Was kosten Designer Fuels?

Studie: Künftige Kosten strombasierter synthetischer Kraftstoffe

Im defossilisierten Energiesystem der Zukunft werden synthetische Kraftstoffe aus Erneuerbaren Energien (E-Fuels oder Designer-Fuels) – eine wichtige Ergänzung zur direkten Nutzung regenerativer Energien oder von Strom aus Erneuerbaren Energien sein. Inzwischen wecken Szenarien Interesse, die auf den breiten Einsatz synthetischer Kraftstoffe bei stark reduzierten Kosten setzen. Welche Annahmen sprechen für diese geplanten Kostensenkungen? Um für Aufklärung zu sorgen, haben Agora Verkehrswende und Agora Energiewende Frontier Economics beauftragt, Kostensenkungspfade für synthetische Kraftstoffe zu analysieren und günstige Standorte im In- und Ausland für die Erzeugung von Erneuerbarem Strom zu untersuchen. Im Rahmen eines Webinars stellten Urs Maier (Agora Verkehrswende) und Matthias Deutsch (Agora Energiewende) die wichtigsten Ergebnisse der kürzlich veröffentlichten Analyse am 16.05.2018 vor.

Ein weiteres Ziel dieser Studie, so Maier und Deutsch, sei die Förderung der Diskussion darüber, wie man die Produktion von synthetischen Kraftstoffen nachhaltig macht und mit welchen Mitteln sich das am wahrscheinlichsten erreichen lässt.

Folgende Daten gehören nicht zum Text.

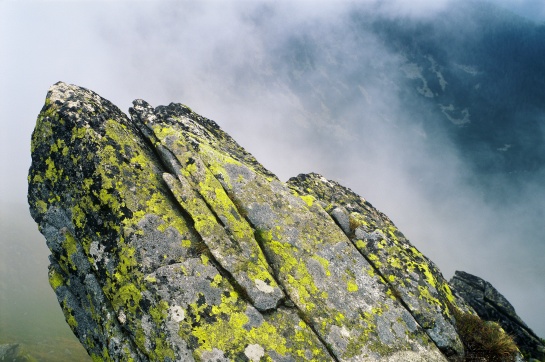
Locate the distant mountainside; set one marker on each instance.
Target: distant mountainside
(473, 72)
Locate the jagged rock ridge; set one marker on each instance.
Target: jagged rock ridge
(170, 242)
(491, 305)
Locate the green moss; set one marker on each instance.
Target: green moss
(55, 279)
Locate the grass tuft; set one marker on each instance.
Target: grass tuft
(484, 340)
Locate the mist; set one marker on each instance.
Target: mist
(304, 88)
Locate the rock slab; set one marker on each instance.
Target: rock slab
(170, 242)
(491, 305)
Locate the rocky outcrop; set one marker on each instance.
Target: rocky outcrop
(490, 305)
(170, 242)
(14, 352)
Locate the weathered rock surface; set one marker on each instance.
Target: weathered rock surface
(170, 242)
(490, 305)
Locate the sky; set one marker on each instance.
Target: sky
(225, 60)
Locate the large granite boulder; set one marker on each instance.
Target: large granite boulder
(170, 242)
(490, 305)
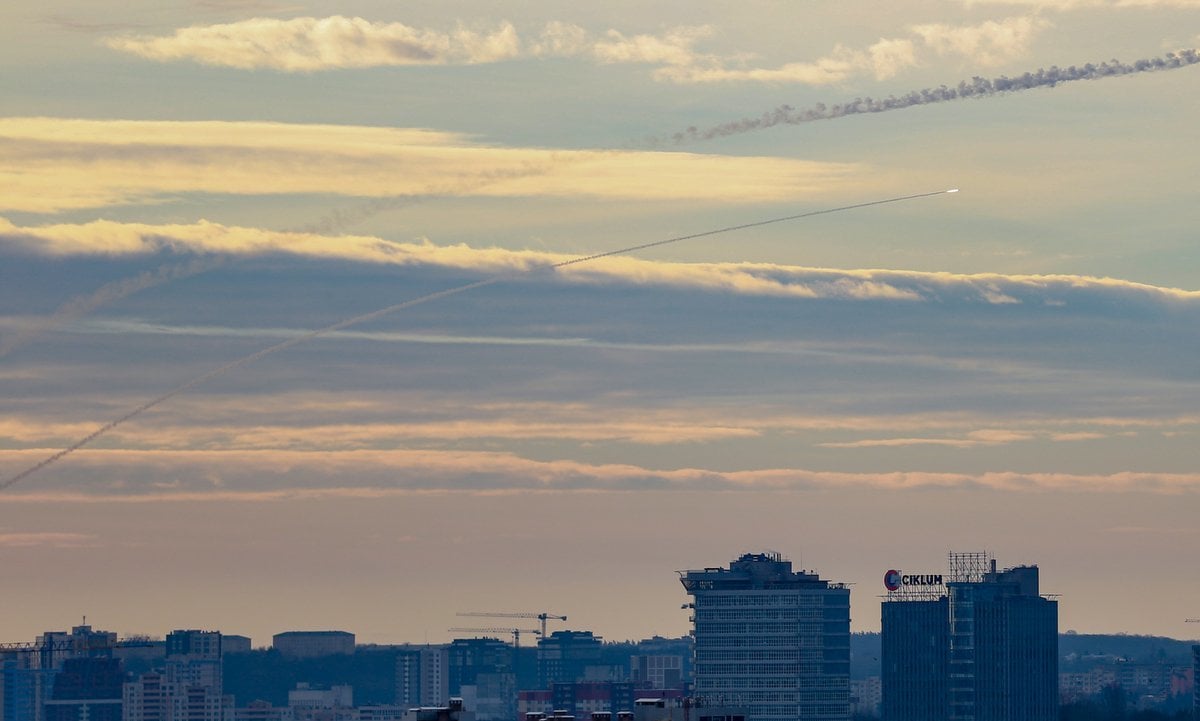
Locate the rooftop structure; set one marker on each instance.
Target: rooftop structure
(771, 640)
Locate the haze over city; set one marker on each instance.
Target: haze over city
(1009, 367)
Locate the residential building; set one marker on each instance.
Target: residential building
(310, 644)
(582, 698)
(655, 671)
(1195, 682)
(87, 689)
(564, 656)
(771, 640)
(423, 677)
(190, 688)
(867, 696)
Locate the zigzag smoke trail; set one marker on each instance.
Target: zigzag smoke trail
(408, 304)
(975, 88)
(340, 220)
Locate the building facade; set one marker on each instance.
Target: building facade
(1195, 682)
(771, 640)
(564, 656)
(87, 689)
(979, 646)
(310, 644)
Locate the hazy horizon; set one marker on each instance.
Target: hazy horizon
(1011, 367)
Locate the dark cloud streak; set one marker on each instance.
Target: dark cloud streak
(975, 88)
(408, 304)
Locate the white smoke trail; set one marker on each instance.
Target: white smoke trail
(975, 88)
(342, 218)
(424, 299)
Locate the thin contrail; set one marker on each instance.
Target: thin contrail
(334, 222)
(341, 218)
(424, 299)
(973, 88)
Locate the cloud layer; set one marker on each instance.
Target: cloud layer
(113, 239)
(52, 164)
(309, 44)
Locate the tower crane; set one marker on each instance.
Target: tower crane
(543, 617)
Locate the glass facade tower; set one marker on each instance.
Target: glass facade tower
(772, 641)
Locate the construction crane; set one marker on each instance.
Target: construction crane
(516, 632)
(543, 617)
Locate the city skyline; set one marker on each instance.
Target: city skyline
(1009, 367)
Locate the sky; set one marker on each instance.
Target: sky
(191, 187)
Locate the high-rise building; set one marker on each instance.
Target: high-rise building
(309, 644)
(1195, 683)
(189, 689)
(563, 656)
(977, 644)
(29, 672)
(771, 640)
(88, 689)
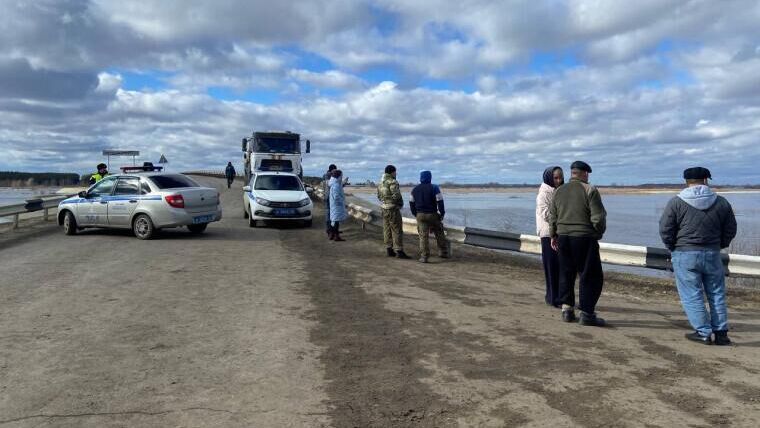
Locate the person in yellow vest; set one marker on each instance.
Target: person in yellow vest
(101, 174)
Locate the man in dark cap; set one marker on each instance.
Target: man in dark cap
(695, 226)
(577, 221)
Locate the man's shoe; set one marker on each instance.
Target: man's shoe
(591, 320)
(696, 337)
(721, 338)
(402, 255)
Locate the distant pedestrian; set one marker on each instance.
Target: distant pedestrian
(101, 174)
(326, 192)
(427, 206)
(337, 199)
(695, 226)
(553, 178)
(577, 222)
(391, 202)
(230, 173)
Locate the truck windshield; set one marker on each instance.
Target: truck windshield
(276, 145)
(278, 182)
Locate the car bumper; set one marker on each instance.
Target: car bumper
(180, 217)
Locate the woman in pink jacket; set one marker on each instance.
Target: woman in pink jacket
(553, 178)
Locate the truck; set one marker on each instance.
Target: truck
(273, 151)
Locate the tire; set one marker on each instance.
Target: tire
(142, 227)
(197, 229)
(70, 224)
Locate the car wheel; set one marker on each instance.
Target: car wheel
(70, 224)
(197, 228)
(142, 226)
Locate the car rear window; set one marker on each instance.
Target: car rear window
(172, 181)
(277, 182)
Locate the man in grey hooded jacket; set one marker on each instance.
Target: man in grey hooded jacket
(695, 226)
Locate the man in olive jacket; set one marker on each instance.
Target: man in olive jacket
(577, 221)
(391, 202)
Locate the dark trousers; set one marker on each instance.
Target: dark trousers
(579, 256)
(551, 271)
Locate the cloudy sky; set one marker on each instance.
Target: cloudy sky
(474, 90)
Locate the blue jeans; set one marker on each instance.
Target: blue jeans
(700, 273)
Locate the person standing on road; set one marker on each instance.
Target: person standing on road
(230, 173)
(326, 192)
(553, 178)
(427, 206)
(101, 174)
(389, 194)
(577, 221)
(695, 226)
(338, 211)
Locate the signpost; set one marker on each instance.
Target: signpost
(109, 153)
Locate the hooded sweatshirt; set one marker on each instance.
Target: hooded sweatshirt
(427, 197)
(697, 219)
(544, 203)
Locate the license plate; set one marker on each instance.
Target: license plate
(203, 219)
(284, 211)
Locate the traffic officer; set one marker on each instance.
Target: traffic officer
(101, 174)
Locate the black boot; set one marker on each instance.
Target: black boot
(402, 255)
(721, 338)
(696, 337)
(591, 320)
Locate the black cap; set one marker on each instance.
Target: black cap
(696, 173)
(583, 166)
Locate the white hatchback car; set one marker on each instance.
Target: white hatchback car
(144, 202)
(276, 196)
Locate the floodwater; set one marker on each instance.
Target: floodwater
(631, 218)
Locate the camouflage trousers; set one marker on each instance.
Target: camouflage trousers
(393, 231)
(426, 223)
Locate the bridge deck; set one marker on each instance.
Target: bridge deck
(280, 327)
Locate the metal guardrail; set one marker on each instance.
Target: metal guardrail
(43, 203)
(738, 265)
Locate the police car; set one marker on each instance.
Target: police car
(142, 201)
(276, 196)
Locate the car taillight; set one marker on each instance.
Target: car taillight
(177, 201)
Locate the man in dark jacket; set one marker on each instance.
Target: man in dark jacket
(427, 206)
(577, 221)
(230, 173)
(695, 226)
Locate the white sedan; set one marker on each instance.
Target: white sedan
(276, 196)
(144, 202)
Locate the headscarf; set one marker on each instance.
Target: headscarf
(549, 175)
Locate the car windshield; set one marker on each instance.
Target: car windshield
(276, 145)
(278, 182)
(173, 181)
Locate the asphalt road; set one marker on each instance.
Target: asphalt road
(275, 327)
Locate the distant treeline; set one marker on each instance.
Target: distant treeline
(26, 179)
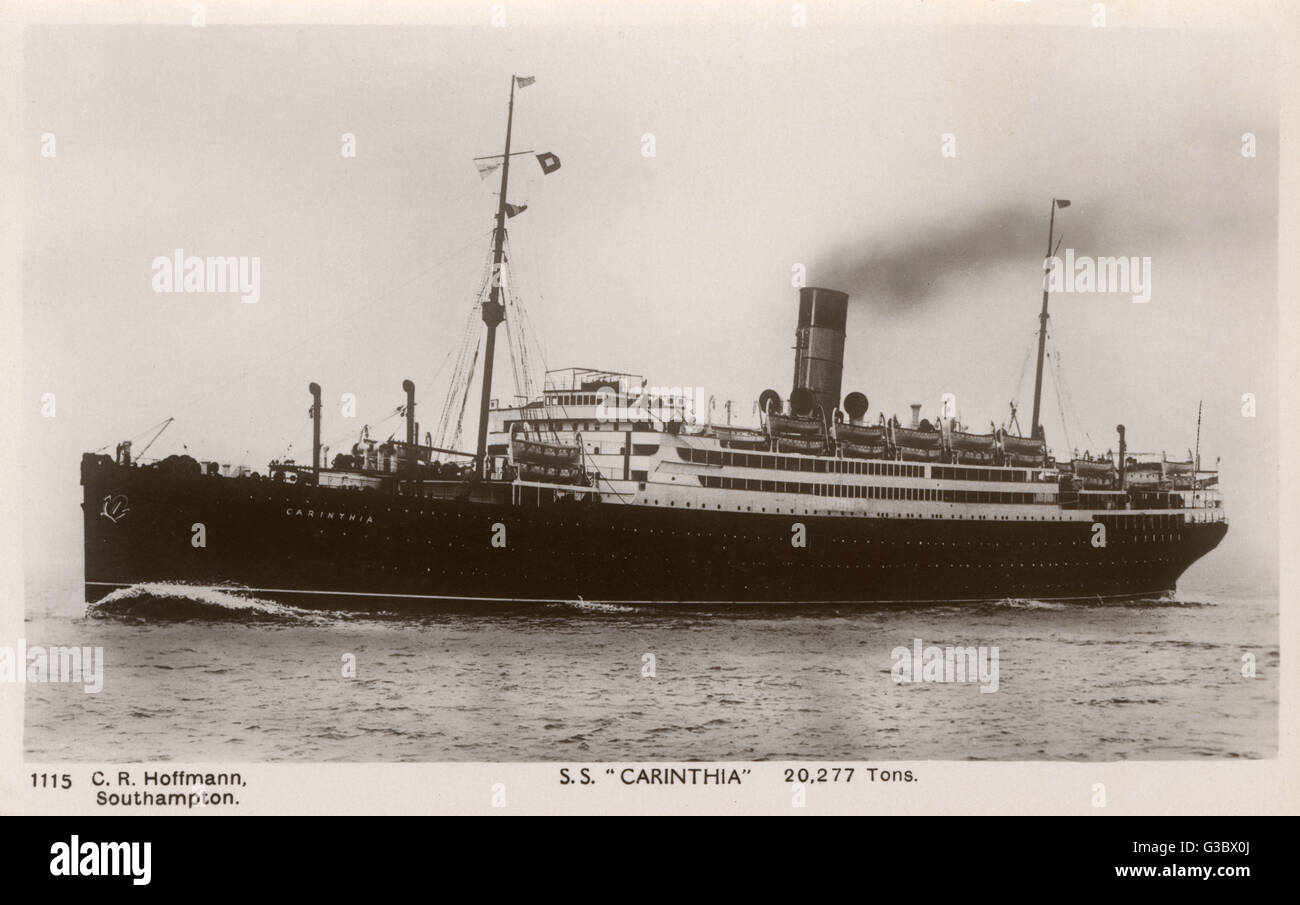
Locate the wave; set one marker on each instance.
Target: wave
(596, 606)
(181, 602)
(1028, 603)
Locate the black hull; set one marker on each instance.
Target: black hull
(368, 550)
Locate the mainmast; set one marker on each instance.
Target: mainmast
(1043, 323)
(493, 310)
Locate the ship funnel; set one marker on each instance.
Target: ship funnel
(315, 389)
(1123, 453)
(411, 432)
(819, 345)
(856, 405)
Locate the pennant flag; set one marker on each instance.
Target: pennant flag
(549, 161)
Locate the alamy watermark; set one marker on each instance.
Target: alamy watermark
(1082, 273)
(190, 273)
(932, 663)
(56, 665)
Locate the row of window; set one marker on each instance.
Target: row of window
(800, 463)
(1142, 522)
(865, 492)
(954, 473)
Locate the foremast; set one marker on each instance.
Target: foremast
(1036, 429)
(493, 308)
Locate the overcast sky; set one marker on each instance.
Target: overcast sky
(774, 147)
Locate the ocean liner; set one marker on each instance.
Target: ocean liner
(602, 489)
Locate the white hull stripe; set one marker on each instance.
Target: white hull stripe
(624, 602)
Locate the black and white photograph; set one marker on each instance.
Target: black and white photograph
(709, 385)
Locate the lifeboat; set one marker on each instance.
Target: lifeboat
(1023, 451)
(918, 444)
(861, 441)
(741, 438)
(973, 449)
(794, 433)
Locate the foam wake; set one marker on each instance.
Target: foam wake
(182, 602)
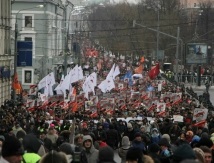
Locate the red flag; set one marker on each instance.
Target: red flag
(139, 69)
(142, 59)
(16, 85)
(74, 107)
(155, 70)
(200, 124)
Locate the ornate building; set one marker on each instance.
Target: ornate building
(5, 50)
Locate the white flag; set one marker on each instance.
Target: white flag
(110, 84)
(80, 73)
(110, 74)
(58, 89)
(49, 78)
(74, 75)
(66, 82)
(116, 72)
(103, 86)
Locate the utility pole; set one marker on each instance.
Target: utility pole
(176, 55)
(65, 41)
(158, 26)
(171, 36)
(15, 45)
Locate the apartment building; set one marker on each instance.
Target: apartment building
(5, 51)
(41, 31)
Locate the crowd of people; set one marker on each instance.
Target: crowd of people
(138, 134)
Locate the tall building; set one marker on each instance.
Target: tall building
(191, 4)
(5, 51)
(41, 41)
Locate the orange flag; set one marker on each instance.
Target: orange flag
(16, 85)
(142, 59)
(139, 70)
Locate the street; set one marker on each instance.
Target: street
(199, 92)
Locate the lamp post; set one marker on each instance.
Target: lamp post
(171, 36)
(15, 44)
(67, 28)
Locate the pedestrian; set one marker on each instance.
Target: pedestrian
(199, 155)
(182, 153)
(106, 155)
(31, 146)
(89, 149)
(66, 148)
(134, 155)
(123, 149)
(54, 157)
(12, 150)
(207, 154)
(112, 137)
(138, 143)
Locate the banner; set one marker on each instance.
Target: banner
(200, 114)
(178, 118)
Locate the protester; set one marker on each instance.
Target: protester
(106, 155)
(207, 154)
(134, 155)
(54, 157)
(138, 143)
(90, 151)
(123, 149)
(66, 148)
(12, 150)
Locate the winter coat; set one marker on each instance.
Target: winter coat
(112, 137)
(138, 144)
(122, 151)
(155, 137)
(92, 153)
(130, 134)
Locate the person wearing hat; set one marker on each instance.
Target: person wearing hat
(31, 146)
(122, 151)
(134, 155)
(183, 152)
(130, 132)
(106, 155)
(164, 146)
(12, 150)
(138, 143)
(67, 149)
(90, 151)
(52, 134)
(154, 152)
(207, 154)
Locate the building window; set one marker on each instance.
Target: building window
(28, 22)
(28, 38)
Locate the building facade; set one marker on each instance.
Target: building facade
(5, 51)
(43, 30)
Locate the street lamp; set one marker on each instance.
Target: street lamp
(171, 36)
(15, 44)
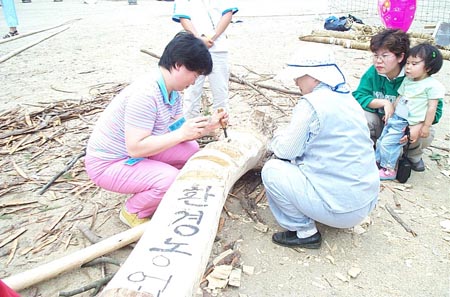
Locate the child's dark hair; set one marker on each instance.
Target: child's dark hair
(187, 50)
(430, 55)
(394, 40)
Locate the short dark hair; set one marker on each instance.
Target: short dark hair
(430, 55)
(187, 50)
(394, 40)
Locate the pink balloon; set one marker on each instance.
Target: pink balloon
(397, 14)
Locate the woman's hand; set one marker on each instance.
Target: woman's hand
(207, 41)
(194, 128)
(388, 111)
(219, 119)
(415, 132)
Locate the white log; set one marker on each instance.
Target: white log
(170, 258)
(54, 268)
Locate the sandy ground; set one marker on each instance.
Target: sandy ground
(102, 48)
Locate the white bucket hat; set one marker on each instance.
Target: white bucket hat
(315, 61)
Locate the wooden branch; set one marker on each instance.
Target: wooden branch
(18, 51)
(236, 79)
(242, 81)
(52, 269)
(172, 255)
(347, 43)
(441, 148)
(68, 166)
(399, 220)
(352, 43)
(94, 285)
(21, 35)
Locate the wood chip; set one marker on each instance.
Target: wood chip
(19, 170)
(261, 227)
(354, 272)
(341, 277)
(222, 256)
(235, 277)
(249, 270)
(12, 237)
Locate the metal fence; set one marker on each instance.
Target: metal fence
(427, 11)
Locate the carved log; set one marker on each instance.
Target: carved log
(52, 269)
(171, 256)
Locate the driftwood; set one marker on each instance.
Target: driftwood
(347, 43)
(171, 256)
(67, 168)
(18, 51)
(361, 41)
(52, 269)
(399, 220)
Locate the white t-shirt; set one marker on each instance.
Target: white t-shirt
(205, 15)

Vier Schlüssel-Erkenntnisse vorweg

  1. Synthetische Kraftstoffe werden eine wichtige Rolle bei der Dekarbonisierung des Chemiesektors, der Industrie und Teilen des Verkehrssektors spielen. Technologien zur Herstellung synthetischer Kraftstoffe können zur Herstellung chemischer Vorprodukte, zur Erzeugung von Hochtemperatur-Prozesswärme sowie zur Versorgung von Luft-, See- und eventuell Straßentransporten eingesetzt werden. Da synthetische Kraftstoffe teurer sind als die direkte Nutzung von Elektrizität, ist ihre mögliche Bedeutung in anderen Sektoren noch ungewiss.
  2. Um wirtschaftlich effizient zu sein, benötigen Power-to-Gas- (PtG) und Power-to-Liquid-Anlagen (PtL) kostengünstigen Strom aus Erneuerbaren Energien und hohe Volllaststunden. Überschüssiger Erneuerbarer Strom wird nicht ausreichen, um den Strombedarf bei der Herstellung synthetischer Kraftstoffe zu decken. Stattdessen müssen Erneuerbare Kraftwerke explizit für die Herstellung synthetischer Kraftstoffe gebaut werden, entweder in Deutschland (d.h. als Offshore-Wind) oder in Nordafrika und dem Mittleren Osten (d.h. als Onshore-Wind und/oder PV). Die Entwicklung von Anlagen für synthetische Kraftstoffe in öl- und gas-exportierenden Ländern würde diesen Ländern ein postfossiles Geschäftsmodell bieten.
  3. Synthetisches Methan und Öl werden in Europa anfangs zwischen 20 und 30 ct/kWh kosten. Die Kosten können bis 2050 auf 10 ct/kWh sinken, wenn die globale Leistung von PtG und PtL rund 100 GW erreicht. Die angestrebten Kostensenkungen erfordern erhebliche, frühzeitige und kontinuierliche Investitionen in Elektrolyseure und CO2-Absorber. Ohne politische Intervention oder hohe CO2-Preise ist dies jedoch unwahrscheinlich, da die Kosten für die Herstellung synthetischer Kraftstoffe höher bleiben werden als die Kosten für die Gewinnung konventioneller fossiler Brennstoffe.
  4. Wir brauchen einen politischen Konsens über die Zukunft von Öl und Gas, der sich zum Ausstieg aus fossilen Brennstoffen verpflichtet, effiziente Ersatztechnologien bevorzugt, Nachhaltigkeitsregelungen einführt und Anreize für die Produktion synthetischer Kraftstoffe schafft. Strombasierte Brennstoffe sind keine Alternative zu fossilen Brennstoffen, können aber Technologien mit geringeren Umwandlungsverlusten wie Elektrofahrzeuge und Wärmepumpen ergänzen. Anwendungsspezifische Adoptionsziele und verbindliche Nachhaltigkeitsregelungen können dazu beitragen, dass PtG- und PtL-Kraftstoffe dem Klima zugute kommen und gleichzeitig eine verlässliche Grundlage für eine langfristige Planung bieten.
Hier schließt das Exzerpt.